I raised up the sleeves of her sweater while she looked away, back at the bar again. I half-expected it but I was praying it was only some wound she got while she wasn't careful. I thought she might've fallen somewhere and bruised her arms. But bruises like these weren't from falls or just scratches.

Covering her arms were criss-cross shaped thin lashes, the skin around the cuts was red and blue. I dropped her hands right away, and I didn't feel like saying anything for the rest of the night.

There hung between us a silent "why".

"I always knew I was weird and different, right from the beginning. When my classmates were running around as kids and I preferred to sit quietly in class. But did they have to make me hate myself even more? They pushed me and taunted me, they called me names. They even called you names. "As always, whenever she cried there were no sounds and no hysterics; just pure sadness.

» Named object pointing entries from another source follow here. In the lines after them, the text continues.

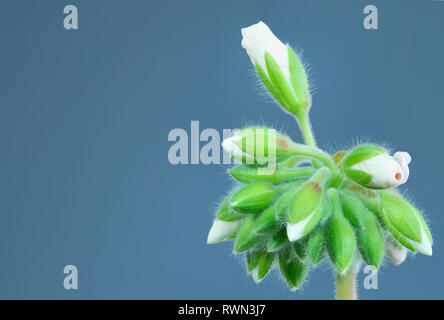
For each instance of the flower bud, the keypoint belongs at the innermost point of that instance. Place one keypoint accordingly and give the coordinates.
(396, 252)
(405, 223)
(368, 233)
(307, 206)
(253, 198)
(264, 265)
(292, 269)
(279, 68)
(372, 167)
(256, 145)
(246, 236)
(340, 236)
(226, 213)
(222, 230)
(277, 241)
(267, 223)
(316, 246)
(249, 174)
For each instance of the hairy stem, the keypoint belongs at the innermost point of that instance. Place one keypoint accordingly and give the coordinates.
(346, 286)
(307, 132)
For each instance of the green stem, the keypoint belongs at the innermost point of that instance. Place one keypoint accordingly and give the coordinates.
(314, 153)
(307, 132)
(346, 286)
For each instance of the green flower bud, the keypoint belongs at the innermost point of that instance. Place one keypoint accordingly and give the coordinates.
(341, 242)
(316, 246)
(307, 206)
(226, 213)
(267, 223)
(396, 252)
(372, 167)
(282, 205)
(249, 174)
(253, 198)
(279, 68)
(222, 230)
(277, 241)
(300, 250)
(246, 236)
(263, 267)
(405, 223)
(292, 269)
(256, 145)
(368, 233)
(295, 161)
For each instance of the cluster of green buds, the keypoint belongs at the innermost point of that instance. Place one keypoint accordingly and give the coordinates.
(295, 205)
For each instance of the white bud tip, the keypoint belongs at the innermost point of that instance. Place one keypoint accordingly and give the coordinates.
(221, 230)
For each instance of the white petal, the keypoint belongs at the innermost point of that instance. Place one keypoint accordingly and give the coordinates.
(385, 171)
(396, 254)
(258, 38)
(404, 159)
(221, 230)
(296, 231)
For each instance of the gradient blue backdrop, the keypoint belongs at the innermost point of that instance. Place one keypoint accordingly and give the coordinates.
(85, 115)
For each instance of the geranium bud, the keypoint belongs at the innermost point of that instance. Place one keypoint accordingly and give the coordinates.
(226, 213)
(368, 233)
(277, 241)
(340, 236)
(256, 145)
(292, 269)
(396, 252)
(372, 167)
(253, 198)
(222, 230)
(316, 246)
(246, 236)
(306, 208)
(264, 266)
(279, 68)
(249, 174)
(267, 223)
(405, 223)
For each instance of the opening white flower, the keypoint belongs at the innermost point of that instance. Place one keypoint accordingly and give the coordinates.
(257, 39)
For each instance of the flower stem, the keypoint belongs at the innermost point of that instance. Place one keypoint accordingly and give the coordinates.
(307, 132)
(346, 286)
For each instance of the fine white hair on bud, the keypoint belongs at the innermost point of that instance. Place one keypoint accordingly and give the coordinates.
(221, 230)
(258, 38)
(404, 159)
(384, 170)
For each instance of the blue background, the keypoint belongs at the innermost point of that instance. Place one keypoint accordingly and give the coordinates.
(84, 173)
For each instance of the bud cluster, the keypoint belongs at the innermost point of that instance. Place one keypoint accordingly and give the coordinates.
(295, 204)
(294, 217)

"I didn't care because you were always there for me at home. I'd just leave my problems at school and it would almost be okay. I didn't talk but you never got tired of me. I was boring and grumpy but you never left. And now you're there and I'm here, I've got no one else."

"I did guess a couple of times of what was going on, but you could've just told me."

Leila gave me a look, "And you would've done what exactly? Marched off to school to tell them to leave me alone? Or would you have told Mom and Dad?"

"Neither. I would've been just there. That's all. You could have talked about it and I would've only listened."

Lei seemed satisfied with this answer and she looked up at the sky in anticipation when the wind carried back the drunkards' voices to us from the bar.

"Ten, nine, eight—"

"Stop cutting as your new year resolution?"

"Seven, six, five, four—"

"I'll try, yeah, but it's sort of late now to be a New Year resolution"

"Three, two—"

"I guess, but stop so I can calm down a little"

"One"

"I promise you then"

"Happy New Year!"

That night we just looked at the fireworks as I thought that nothing was really solved. My sister was still a skeleton next to me, and the happiness all around us didn't suddenly transform her back to normal. But she promised me to stop cutting, and for the first time she came out clean. She told me about everything time allowed her to say, and I've done what I would've done if she ever wanted to talk—I only listened.

I think it was a change for once to not be the one talking all the time.